Efforts to grasp the significance of radiologic changes similar to interstitial lung disease (ILD) in undiagnosed individuals have intensified in the recent decade. The term interstitial lung abnormalities (ILA) is an emerging definition of such changes, defined by visual examination of computed tomography scans. Substantial insights have been made in the origins and clinical consequences of these changes, as well as automated measures of early lung fibrosis, which will likely lead to increased recognition of early fibrotic lung changes among clinicians and researchers alike. Interstitial lung abnormalities have an estimated prevalence of 7-10% in elderly populations. They correlate with many ILD risk factors, both epidemiologic and genetic. Additionally, histopathological similarities with IPF exist in those with ILA. While no established blood biomarker of ILA exists, several have been suggested. Distinct imaging patterns indicating advanced fibrosis correlate with worse clinical outcomes. ILA are also linked with adverse clinical outcomes such as increased mortality and risk of lung cancer.
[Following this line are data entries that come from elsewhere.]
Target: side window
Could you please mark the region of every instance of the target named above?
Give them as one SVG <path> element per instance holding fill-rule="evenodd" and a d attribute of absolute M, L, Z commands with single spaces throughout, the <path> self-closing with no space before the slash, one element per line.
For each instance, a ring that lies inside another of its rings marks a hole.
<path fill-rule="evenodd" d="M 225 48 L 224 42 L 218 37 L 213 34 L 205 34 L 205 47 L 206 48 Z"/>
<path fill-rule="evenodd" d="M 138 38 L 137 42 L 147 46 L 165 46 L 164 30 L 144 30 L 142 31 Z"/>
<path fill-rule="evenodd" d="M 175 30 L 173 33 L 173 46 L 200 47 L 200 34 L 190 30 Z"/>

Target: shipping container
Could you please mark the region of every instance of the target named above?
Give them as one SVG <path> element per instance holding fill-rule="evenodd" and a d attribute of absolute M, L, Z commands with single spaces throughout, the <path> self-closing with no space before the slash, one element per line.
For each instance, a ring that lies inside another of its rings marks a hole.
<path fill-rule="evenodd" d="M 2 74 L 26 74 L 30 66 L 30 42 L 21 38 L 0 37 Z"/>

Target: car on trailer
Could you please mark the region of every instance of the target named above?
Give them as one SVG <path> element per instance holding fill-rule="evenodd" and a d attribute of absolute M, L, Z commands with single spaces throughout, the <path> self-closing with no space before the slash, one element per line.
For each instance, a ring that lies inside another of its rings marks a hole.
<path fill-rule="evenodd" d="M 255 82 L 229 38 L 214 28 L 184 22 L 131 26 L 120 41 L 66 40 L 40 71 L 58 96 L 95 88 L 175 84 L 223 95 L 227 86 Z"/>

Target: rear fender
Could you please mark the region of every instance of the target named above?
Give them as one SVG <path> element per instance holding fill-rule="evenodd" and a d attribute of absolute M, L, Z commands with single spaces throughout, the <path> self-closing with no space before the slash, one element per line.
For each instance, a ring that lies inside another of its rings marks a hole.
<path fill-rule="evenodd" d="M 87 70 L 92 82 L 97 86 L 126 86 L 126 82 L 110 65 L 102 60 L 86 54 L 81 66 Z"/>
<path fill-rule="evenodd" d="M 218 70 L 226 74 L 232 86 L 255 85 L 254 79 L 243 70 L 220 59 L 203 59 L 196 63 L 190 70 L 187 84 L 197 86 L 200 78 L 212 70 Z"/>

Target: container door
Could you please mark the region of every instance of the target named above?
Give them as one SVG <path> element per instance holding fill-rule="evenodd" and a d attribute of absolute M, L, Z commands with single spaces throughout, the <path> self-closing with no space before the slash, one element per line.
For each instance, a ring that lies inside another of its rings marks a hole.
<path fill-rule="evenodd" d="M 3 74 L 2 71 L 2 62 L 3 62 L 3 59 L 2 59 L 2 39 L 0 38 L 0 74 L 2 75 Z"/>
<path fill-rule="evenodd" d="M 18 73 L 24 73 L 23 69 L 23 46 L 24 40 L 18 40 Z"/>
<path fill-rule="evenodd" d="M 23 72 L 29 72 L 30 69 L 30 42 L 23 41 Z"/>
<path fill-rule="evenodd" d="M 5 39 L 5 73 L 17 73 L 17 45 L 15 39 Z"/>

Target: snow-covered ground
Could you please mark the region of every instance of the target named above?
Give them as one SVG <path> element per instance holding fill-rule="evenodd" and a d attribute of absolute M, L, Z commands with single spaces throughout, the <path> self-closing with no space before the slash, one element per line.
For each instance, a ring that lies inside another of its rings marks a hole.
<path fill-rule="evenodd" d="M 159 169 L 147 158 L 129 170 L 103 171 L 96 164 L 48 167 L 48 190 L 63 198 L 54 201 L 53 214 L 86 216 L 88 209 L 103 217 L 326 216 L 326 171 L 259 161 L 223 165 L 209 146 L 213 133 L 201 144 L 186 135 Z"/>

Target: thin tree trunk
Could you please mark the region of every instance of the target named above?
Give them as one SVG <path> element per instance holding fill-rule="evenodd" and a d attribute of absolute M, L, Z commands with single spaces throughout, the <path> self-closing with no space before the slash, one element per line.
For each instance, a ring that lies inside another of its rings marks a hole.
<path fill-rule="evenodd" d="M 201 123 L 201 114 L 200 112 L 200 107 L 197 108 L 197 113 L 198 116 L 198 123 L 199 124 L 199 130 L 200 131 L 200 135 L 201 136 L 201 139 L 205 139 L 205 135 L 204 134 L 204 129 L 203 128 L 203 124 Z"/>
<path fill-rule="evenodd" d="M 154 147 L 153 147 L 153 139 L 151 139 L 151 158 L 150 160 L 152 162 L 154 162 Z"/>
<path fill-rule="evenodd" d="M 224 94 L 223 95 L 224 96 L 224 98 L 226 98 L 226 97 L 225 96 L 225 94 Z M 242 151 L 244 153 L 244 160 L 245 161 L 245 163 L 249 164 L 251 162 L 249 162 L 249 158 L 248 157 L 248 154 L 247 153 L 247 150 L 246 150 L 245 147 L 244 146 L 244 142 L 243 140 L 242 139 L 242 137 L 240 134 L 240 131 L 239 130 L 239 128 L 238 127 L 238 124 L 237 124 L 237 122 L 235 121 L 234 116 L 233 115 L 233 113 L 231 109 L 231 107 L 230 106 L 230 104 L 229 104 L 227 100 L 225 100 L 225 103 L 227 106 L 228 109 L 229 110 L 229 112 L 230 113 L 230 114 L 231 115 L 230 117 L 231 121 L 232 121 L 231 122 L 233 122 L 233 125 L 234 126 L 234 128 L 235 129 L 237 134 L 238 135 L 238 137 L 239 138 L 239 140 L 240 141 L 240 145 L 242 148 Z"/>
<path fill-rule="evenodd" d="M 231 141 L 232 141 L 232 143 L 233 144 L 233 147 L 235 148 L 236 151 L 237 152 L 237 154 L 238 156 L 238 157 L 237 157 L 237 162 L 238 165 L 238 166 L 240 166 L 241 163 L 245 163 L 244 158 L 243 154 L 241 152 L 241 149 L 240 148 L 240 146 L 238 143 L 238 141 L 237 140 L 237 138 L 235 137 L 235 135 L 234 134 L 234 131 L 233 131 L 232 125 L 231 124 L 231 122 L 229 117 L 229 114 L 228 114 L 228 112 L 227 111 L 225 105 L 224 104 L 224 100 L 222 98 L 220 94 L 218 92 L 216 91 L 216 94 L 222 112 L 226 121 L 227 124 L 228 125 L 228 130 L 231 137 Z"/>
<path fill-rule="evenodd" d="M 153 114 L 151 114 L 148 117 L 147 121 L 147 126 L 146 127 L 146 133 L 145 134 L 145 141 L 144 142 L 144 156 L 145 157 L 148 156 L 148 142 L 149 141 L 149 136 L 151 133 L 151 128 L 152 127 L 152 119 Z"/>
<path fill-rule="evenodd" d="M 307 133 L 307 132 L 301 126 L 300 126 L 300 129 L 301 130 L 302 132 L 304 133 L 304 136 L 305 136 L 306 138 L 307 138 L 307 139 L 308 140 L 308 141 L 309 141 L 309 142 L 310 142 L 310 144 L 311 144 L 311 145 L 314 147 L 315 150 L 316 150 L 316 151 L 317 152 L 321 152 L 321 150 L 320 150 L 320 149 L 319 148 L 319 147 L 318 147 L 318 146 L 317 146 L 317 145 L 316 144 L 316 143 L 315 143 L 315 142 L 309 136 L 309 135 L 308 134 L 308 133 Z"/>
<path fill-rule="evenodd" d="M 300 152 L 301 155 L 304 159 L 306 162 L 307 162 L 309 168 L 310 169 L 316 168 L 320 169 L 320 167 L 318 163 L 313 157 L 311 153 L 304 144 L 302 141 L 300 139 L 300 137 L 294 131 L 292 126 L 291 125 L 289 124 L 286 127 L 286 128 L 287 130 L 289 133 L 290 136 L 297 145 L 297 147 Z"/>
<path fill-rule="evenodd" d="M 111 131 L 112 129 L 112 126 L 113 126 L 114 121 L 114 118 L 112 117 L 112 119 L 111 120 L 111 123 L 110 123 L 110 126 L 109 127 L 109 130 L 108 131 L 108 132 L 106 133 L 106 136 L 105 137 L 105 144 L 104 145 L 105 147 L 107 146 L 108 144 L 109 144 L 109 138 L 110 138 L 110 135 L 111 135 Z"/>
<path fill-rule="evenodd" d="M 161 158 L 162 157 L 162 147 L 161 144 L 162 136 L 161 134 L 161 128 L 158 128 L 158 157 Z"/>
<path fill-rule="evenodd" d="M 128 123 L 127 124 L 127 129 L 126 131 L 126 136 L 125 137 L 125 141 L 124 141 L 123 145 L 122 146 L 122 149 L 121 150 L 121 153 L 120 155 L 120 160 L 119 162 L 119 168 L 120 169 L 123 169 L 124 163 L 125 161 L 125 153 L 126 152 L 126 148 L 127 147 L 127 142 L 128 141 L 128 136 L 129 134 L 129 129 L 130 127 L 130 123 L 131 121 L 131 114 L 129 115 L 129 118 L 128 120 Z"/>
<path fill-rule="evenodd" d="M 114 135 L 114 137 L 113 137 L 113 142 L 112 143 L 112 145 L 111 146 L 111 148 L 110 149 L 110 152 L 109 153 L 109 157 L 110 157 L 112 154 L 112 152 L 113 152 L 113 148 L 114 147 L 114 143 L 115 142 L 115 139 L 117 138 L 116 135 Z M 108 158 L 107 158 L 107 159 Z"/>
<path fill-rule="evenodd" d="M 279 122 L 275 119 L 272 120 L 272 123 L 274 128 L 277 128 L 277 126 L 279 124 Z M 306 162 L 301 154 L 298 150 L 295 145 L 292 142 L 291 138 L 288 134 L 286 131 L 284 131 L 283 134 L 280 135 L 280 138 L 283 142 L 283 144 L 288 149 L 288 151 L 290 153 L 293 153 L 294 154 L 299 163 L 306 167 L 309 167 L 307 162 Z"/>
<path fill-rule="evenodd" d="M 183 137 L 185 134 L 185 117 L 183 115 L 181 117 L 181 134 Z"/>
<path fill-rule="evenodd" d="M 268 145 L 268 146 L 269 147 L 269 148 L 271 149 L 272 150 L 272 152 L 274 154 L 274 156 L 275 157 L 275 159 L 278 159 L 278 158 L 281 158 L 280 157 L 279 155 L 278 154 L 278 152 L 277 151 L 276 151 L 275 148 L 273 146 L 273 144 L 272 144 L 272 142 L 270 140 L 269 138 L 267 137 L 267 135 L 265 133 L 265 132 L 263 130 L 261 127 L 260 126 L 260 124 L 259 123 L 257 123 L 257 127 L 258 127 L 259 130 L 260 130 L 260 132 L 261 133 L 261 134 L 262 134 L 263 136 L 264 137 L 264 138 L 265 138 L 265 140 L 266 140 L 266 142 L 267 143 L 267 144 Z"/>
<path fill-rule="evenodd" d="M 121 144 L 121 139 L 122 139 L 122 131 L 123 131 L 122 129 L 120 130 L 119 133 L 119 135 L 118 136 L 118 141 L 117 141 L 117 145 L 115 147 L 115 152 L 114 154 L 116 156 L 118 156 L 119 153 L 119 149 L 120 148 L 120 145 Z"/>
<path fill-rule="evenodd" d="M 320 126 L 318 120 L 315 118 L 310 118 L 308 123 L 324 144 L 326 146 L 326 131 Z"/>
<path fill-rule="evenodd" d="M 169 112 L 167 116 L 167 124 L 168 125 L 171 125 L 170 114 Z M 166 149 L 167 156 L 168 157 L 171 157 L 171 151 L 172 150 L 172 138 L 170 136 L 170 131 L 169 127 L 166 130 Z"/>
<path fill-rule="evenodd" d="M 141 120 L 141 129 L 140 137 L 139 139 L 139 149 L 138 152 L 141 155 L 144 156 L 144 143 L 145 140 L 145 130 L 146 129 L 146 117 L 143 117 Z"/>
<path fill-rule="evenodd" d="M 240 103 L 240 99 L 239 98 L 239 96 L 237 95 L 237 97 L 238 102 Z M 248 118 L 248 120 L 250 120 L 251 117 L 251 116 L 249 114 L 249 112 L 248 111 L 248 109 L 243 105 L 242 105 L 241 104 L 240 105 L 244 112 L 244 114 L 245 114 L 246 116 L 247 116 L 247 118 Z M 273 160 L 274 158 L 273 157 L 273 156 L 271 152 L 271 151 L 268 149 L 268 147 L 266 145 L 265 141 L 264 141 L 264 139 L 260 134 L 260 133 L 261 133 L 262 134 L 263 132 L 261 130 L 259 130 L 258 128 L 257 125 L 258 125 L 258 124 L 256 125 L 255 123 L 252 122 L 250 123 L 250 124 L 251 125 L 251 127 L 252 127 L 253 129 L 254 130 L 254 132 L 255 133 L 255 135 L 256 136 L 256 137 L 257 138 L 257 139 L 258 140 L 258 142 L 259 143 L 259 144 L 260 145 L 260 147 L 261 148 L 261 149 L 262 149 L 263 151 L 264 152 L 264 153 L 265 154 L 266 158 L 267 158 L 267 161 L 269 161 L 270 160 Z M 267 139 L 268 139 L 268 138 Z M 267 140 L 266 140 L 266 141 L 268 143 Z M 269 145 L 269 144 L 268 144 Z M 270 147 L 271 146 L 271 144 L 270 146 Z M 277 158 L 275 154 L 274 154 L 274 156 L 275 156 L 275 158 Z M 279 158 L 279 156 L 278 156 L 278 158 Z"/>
Progression of ILA has been noted in a significant portion of those with ILA and is associated with many of the same features as ILD, including advanced fibrosis. Those with ILA progression are at risk of accelerated FVC decline and increased mortality. Radiologic changes resembling ILD have also been attained by automated measures. Such measures associate with some, but not all the same factors as ILA. ILA and similar radiologic changes are in many ways analogous to ILD and likely represent a precursor of ILD in some cases. While warranting an evaluation for ILD, they are associated with poor clinical outcomes beyond possible ILD development and thus are by themselves a significant finding. Among the present objectives of this field are the stratification of patients with regards to progression and the discovery of biomarkers with predictive value for clinical outcomes.

肺间质性异常-目前的知识和未来的方向。
近十年来,在未确诊个体中,努力掌握与间质性肺疾病(ILD)相似的放射学变化的意义已经加强。术语间质性肺异常(ILA)是这种变化的一个新兴定义,通过计算机断层扫描的视觉检查来定义。在这些变化的起源和临床后果以及早期肺纤维化的自动化测量方面已经取得了实质性的见解,这可能会增加临床医生和研究人员对早期纤维化肺变化的认识。在老年人群中,肺间质性异常的患病率估计为7-10%。它们与许多ILD危险因素相关,包括流行病学和遗传学因素。此外,ILA患者的组织病理学与IPF相似。虽然目前还没有确定的ILA血液生物标志物,但已经提出了一些建议。不同的影像学模式表明晚期纤维化与较差的临床结果相关。ILA还与不良临床结果有关,如死亡率增加和肺癌风险增加。ILA的进展在很大一部分ILA患者中被注意到,并且与许多与ILD相同的特征相关,包括晚期纤维化。ILA进展者有加速FVC下降和死亡率增加的风险。类似ILD的放射学变化也可通过自动测量获得。这些措施与一些因素有关,但与ILA不完全相同。ILA和类似的放射学改变在许多方面与ILD相似,在某些情况下可能是ILD的前兆。虽然需要对ILD进行评估,但它们与可能的ILD发展之外的不良临床结果相关,因此本身是一个重要的发现。该领域目前的目标是对患者的进展进行分层,并发现对临床结果具有预测价值的生物标志物。
本文章由计算机程序翻译,如有差异,请以英文原文为准。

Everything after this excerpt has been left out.